I finally chose to attend, and play volleyball for, the United States Air Force Academy (USAFA) in Colorado Springs, Co., after graduation. An opportunity of a lifetime. One that I had worked long and hard to achieve. One uniquely imbued with the most amazing training and opportunities, while surrounded by the cream of the crop. And, one that would write my ticket to the future of my dreams.
Until I let something take my joy.
And two others took my body.
The magical words, once tattoo’d across my heart, had been scuffed, scratched, scraped. They had had the blade of violence, sexual assault and betrayal run ragged over the precious muscle responsible for beating vital life blood through my body, my soul, my spirit. By the time I left, the magical words were barely visible under the layer of carnage that my first two years at USAFA had incited. It was either stay…or live.
I chose to live.
And in the years since, as my metaphorical heart pieced itself back together, I have come to realize that we don’t have to stay the victims of our own lives.
We all have an inner self, an inner voice. It talks to us from a place of deep, intimate knowing. It speaks from a place beyond instinct and survival, having been privy to everything we’ve declared we desire; everything and everyone that we want and love. It tag-teams the self that we take out into the world each day, though, unlike its counterpart, it doesn’t subscribe to social graces, Twitter followers, company hierarchies, or other people’s agendas. It’s sole purpose is to raise a red flag in the back of our minds at anything that is out of tune with what we know to be true, what we want more than anything, and what feels intrinsically good to us. The raw and real us. The pure and vaulted inner self inside of us, protecting, cultivating our hopes and dreams.
I missed many opportunities to listen to the little voice in the back of my mind while I was at the Academy and before. And each time I ignored it for the sake of not rocking the boat, not getting others in trouble, not being disruptive or a ‘troublemaker,’ or because I was afraid, it didn’t feel good. I let fear suffocate my inner voice, and I nearly died along with it. The loss, violence, deception, hurt and pain that I had endured in college persisted…until I tuned in and started listening, exclusively, to my own inner self.
I say this with no regret for having attended USAFA, for enduring what I had endured, for surviving what I had survived. Regret is wasted energy, anyway. For there is no going back.

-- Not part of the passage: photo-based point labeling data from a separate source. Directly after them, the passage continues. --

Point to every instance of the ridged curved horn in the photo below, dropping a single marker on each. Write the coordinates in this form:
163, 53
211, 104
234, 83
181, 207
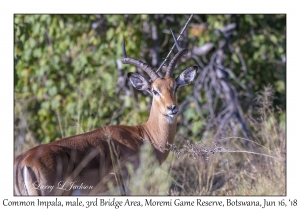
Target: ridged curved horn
127, 60
181, 52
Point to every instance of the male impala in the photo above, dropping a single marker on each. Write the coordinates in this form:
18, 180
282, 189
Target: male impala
87, 162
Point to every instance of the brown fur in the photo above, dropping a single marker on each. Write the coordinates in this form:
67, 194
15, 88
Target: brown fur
88, 158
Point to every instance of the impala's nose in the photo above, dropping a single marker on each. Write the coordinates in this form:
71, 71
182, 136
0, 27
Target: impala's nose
172, 109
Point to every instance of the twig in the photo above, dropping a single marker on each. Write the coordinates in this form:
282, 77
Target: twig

And most importantly, everything that has led up to the present has given me such incredible clarity as to what I want, and what I don’t want. It has allowed me to move my life and career in the direction of my highest excitement. It has allowed me to write, to act, to perform comedy in both New York City and Los Angeles. It has allowed me to connect with people in unique and inspiring ways. And it has allowed me to reach out to brilliant, compassionate, fierce and powerful women like YOU reading this. Right here, right now. And to let you know that we are all in this together.
We all have something that we really really want. At least one thing that lights us up inside, that sparks our curiosity, that ignites our passion, and that, ultimately, fans the flames of change.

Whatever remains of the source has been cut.